Online Retailers: Measure Return on Ad Spend. Here’s Why.

As shoppers seek to avoid the holiday mall stampedes, digital advertising will be a key tool for e-commerce merchants to boost online sales this season. The holiday e-commerce market is expected to grow to over $79 billion dollars this year in the U.S. alone. This season is a crucial time for e-retailers to end the year in the black, and many will run digital ad campaigns without a clear view into how their campaigns impacted their 2015 profits.

If you’re asking yourself, “did my ad campaign make money?” — measure Return on Ad Spend.

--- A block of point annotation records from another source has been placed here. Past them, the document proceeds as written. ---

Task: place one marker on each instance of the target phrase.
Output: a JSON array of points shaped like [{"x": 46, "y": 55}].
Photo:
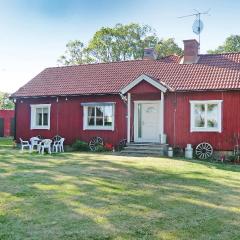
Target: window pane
[
  {"x": 108, "y": 111},
  {"x": 199, "y": 115},
  {"x": 99, "y": 111},
  {"x": 45, "y": 116},
  {"x": 91, "y": 111},
  {"x": 139, "y": 120},
  {"x": 99, "y": 121},
  {"x": 91, "y": 121},
  {"x": 38, "y": 116},
  {"x": 108, "y": 121},
  {"x": 212, "y": 115}
]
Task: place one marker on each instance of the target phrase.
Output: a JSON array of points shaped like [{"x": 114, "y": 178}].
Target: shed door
[
  {"x": 12, "y": 127},
  {"x": 1, "y": 127}
]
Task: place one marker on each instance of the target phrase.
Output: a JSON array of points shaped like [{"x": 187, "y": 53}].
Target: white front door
[{"x": 147, "y": 121}]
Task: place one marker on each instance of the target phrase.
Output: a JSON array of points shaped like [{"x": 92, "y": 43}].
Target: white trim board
[
  {"x": 205, "y": 128},
  {"x": 33, "y": 116},
  {"x": 146, "y": 78}
]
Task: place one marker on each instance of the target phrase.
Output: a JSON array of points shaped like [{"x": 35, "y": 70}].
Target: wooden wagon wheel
[
  {"x": 122, "y": 144},
  {"x": 204, "y": 150},
  {"x": 95, "y": 143}
]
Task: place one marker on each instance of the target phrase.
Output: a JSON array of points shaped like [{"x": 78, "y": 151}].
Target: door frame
[{"x": 136, "y": 139}]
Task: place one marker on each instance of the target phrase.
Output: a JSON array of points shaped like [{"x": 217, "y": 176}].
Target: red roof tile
[{"x": 212, "y": 72}]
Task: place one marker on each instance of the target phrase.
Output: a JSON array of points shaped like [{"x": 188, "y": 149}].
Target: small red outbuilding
[{"x": 7, "y": 123}]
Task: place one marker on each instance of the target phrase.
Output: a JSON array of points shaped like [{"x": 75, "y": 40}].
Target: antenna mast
[{"x": 198, "y": 24}]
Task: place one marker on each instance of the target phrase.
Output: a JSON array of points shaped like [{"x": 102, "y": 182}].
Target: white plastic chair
[
  {"x": 58, "y": 145},
  {"x": 34, "y": 142},
  {"x": 25, "y": 144},
  {"x": 45, "y": 144},
  {"x": 61, "y": 148}
]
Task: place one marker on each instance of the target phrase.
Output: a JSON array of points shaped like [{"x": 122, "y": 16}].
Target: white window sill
[
  {"x": 99, "y": 128},
  {"x": 41, "y": 127},
  {"x": 205, "y": 130}
]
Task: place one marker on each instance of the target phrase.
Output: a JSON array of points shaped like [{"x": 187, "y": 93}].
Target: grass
[{"x": 97, "y": 196}]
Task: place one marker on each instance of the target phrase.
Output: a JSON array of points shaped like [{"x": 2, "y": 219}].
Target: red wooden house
[
  {"x": 7, "y": 123},
  {"x": 187, "y": 99}
]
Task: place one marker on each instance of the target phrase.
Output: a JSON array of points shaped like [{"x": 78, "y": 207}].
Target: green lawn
[{"x": 97, "y": 196}]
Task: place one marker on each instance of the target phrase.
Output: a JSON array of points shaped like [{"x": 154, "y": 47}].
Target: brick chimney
[
  {"x": 190, "y": 51},
  {"x": 149, "y": 54}
]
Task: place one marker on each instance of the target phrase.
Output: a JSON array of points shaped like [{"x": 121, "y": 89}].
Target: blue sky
[{"x": 33, "y": 33}]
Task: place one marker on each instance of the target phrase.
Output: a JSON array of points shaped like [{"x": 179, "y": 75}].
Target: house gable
[{"x": 147, "y": 79}]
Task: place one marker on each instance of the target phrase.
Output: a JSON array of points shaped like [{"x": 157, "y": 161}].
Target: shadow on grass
[{"x": 94, "y": 196}]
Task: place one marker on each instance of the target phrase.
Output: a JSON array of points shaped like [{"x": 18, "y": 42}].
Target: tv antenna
[{"x": 197, "y": 26}]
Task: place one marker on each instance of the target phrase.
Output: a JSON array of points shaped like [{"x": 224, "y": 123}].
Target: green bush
[{"x": 80, "y": 146}]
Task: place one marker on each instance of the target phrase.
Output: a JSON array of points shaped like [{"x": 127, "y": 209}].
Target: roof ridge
[
  {"x": 100, "y": 63},
  {"x": 216, "y": 54}
]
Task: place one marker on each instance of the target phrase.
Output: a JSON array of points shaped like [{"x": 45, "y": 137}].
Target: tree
[
  {"x": 166, "y": 47},
  {"x": 231, "y": 44},
  {"x": 119, "y": 43},
  {"x": 122, "y": 42},
  {"x": 5, "y": 102},
  {"x": 75, "y": 54}
]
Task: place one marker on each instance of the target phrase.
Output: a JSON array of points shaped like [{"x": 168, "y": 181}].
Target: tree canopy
[
  {"x": 231, "y": 44},
  {"x": 5, "y": 102},
  {"x": 119, "y": 43}
]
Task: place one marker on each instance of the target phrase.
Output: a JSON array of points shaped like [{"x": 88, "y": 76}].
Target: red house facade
[
  {"x": 7, "y": 123},
  {"x": 180, "y": 100}
]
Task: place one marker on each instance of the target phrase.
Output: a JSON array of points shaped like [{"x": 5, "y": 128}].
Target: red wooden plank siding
[
  {"x": 69, "y": 122},
  {"x": 7, "y": 115},
  {"x": 70, "y": 119}
]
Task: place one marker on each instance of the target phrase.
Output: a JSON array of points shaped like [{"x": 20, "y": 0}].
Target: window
[
  {"x": 40, "y": 116},
  {"x": 98, "y": 116},
  {"x": 206, "y": 116}
]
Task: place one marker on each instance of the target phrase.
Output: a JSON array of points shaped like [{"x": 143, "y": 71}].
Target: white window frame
[
  {"x": 206, "y": 129},
  {"x": 33, "y": 115},
  {"x": 97, "y": 104}
]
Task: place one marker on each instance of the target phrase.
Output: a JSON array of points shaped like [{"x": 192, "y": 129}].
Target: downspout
[
  {"x": 174, "y": 119},
  {"x": 57, "y": 114},
  {"x": 15, "y": 120},
  {"x": 124, "y": 99}
]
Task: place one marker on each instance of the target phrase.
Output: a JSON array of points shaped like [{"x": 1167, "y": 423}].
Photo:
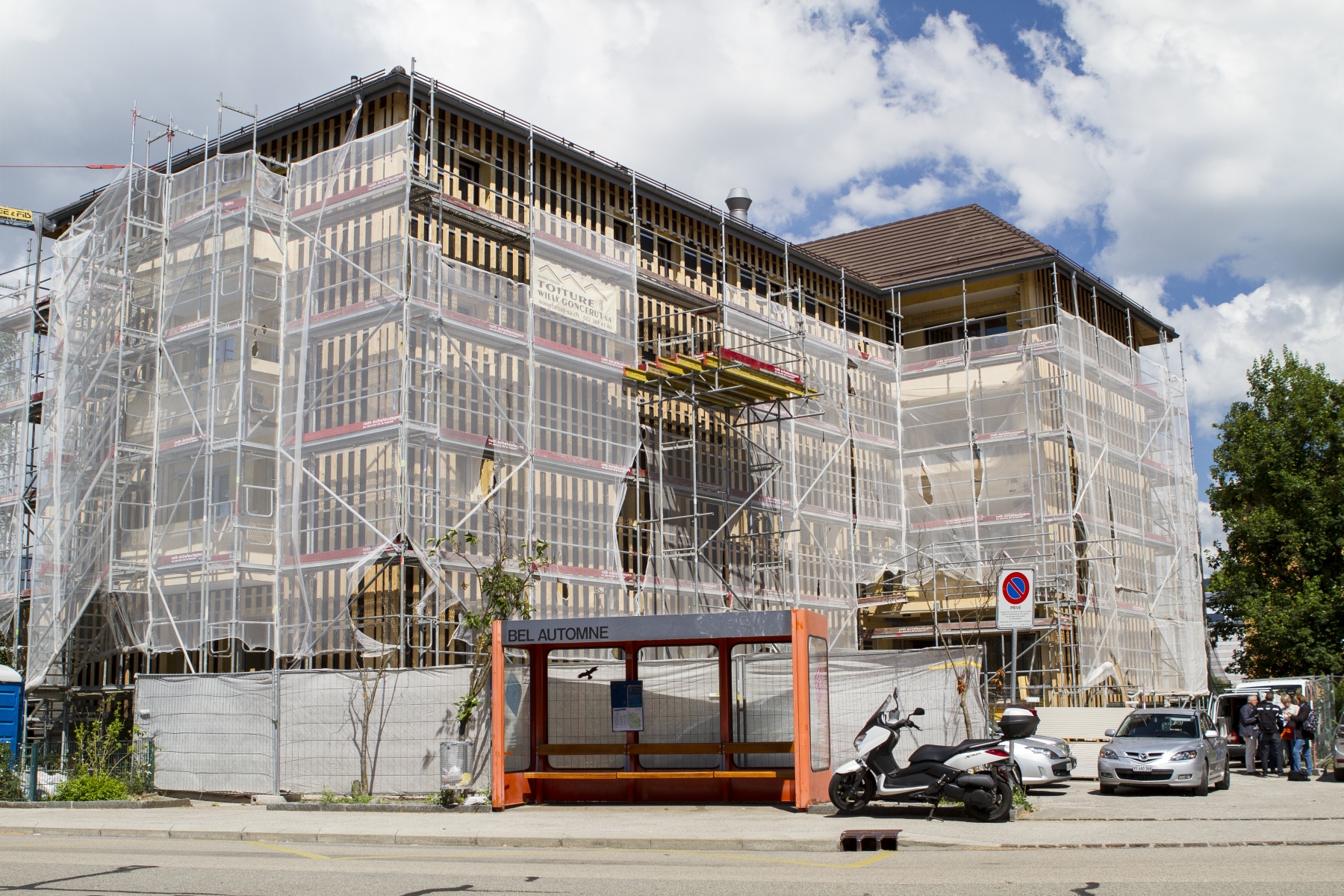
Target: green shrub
[
  {"x": 10, "y": 788},
  {"x": 87, "y": 788}
]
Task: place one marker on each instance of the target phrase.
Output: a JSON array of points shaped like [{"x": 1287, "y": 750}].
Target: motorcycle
[{"x": 933, "y": 773}]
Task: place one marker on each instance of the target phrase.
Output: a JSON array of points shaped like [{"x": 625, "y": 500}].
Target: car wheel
[{"x": 1202, "y": 788}]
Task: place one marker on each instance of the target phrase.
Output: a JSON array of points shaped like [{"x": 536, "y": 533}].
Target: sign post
[{"x": 1015, "y": 609}]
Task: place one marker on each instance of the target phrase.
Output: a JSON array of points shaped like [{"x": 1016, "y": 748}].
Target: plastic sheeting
[
  {"x": 270, "y": 388},
  {"x": 265, "y": 390},
  {"x": 776, "y": 505},
  {"x": 15, "y": 385},
  {"x": 1060, "y": 449}
]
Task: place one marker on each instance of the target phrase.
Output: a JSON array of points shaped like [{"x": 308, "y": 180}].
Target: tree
[
  {"x": 370, "y": 682},
  {"x": 505, "y": 588},
  {"x": 1278, "y": 485}
]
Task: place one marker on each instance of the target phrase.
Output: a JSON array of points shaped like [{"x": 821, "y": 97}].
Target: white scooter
[{"x": 933, "y": 773}]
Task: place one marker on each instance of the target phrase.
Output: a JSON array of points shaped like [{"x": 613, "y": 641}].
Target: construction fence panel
[{"x": 217, "y": 732}]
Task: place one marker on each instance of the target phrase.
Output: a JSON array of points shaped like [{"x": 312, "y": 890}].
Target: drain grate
[{"x": 868, "y": 841}]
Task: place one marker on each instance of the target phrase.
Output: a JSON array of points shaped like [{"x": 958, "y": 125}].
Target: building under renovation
[{"x": 265, "y": 373}]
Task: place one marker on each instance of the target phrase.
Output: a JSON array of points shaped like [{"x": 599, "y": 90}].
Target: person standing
[
  {"x": 1270, "y": 723},
  {"x": 1303, "y": 735},
  {"x": 1288, "y": 714},
  {"x": 1249, "y": 729}
]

It’s great if your ads earned a lot of clicks, views, or other engagement. But if they aren’t actually driving sales — and driving sales that help you earn a profit — then they won’t be worth your time and money.

What is ROAS?

Return on Ad Spend is similar to Return on Investment (ROI), but it’s a more specific and actionable metric. While ROI calculations take complex business expenses into account, ROAS focuses on a single calculation:

Advertising-Based Revenue / Advertising Spend

Most digital ad tools optimize for Conversion Rate instead:

Conversions / Visitors

Measuring Return on Ad Spend, however, can directly impact your ad strategy for the better. Instead of focusing on the volume of transactions, ROAS reveals the total value of those transactions. And when you optimize your ads for ROAS, you can earn more revenue per transaction.

These insights can inform your audience targeting too. Let’s say that your teenage audience routinely makes purchases from ads in the $10–20 range, but your mid-thirties audience responds to product ads for items that are valued at $200+. You’d likely change your targeting or creative to cater to the more mature audience, since the ROAS will be greater.

How to optimize for maximum ROAS

Before you even begin digital advertising for your ecommerce property, you need to ensure that your website is structured properly to be indexed by Google. Use your e-commerce software to tag, label, and organize every product description and image properly so it can be found by Google’s bots. If your product line is properly organized for Google and other crawlers, you will facilitate Google AdWords campaigns, Amazon and eBay placements, Rich Product Pins, organic search results, Google Dynamic Search Ads, Facebook Product Ads, and more. Without this structure, paid ad campaigns won’t effectively drive the conversions you’re looking for. This plumbing allows customers to find you quickly with the right keywords.

Then, install proper conversion pixels to track every conversion and its source and value.

Once your structure and analytics are in place, to maximize ROAS you’ll need to:

Conduct In-Depth Audience Development

Generate audience targets based on product groups, demographic details, and website behavior and then test ad set performance against these audiences. Do men in New York routinely buy loafers while women in California love your sandal line? How much Return on Ad Spend do you generate from each group? How can this number be increased?

Run Creative Testing

Test your creative assets for maximum performance. A change in copy or images can make a big difference and you’ll want to know which messages resonate best with your highest-performing audiences to drive the most revenue.

Retarget

When you have pixels installed on every one of your inventory pages, you can determine when a user views a product or puts in it in their cart and doesn’t purchase. Through retargeting ads, you can serve ads to users who didn’t seal the deal. Users that see retargeting ads are 70% more likely to convert.

Offer Free Shipping or Other Perks

Test ads that offer free shipping or other discounts. It’s possible that offering a 10% discount could actually bring in more revenue than an ad without the offer, but you won’t know that until you test and report on ROAS.

Measure Return on Ad Spend to determine which audiences to target, which creative to promote, and which products sell best online. Vanity metrics may help guide your campaign when you first launch, but transaction value — and the profit you’ve earned after you’ve subtracted your ad cost — is the most meaningful way to ensure that your digital advertising spend contributes positively to your bottom line.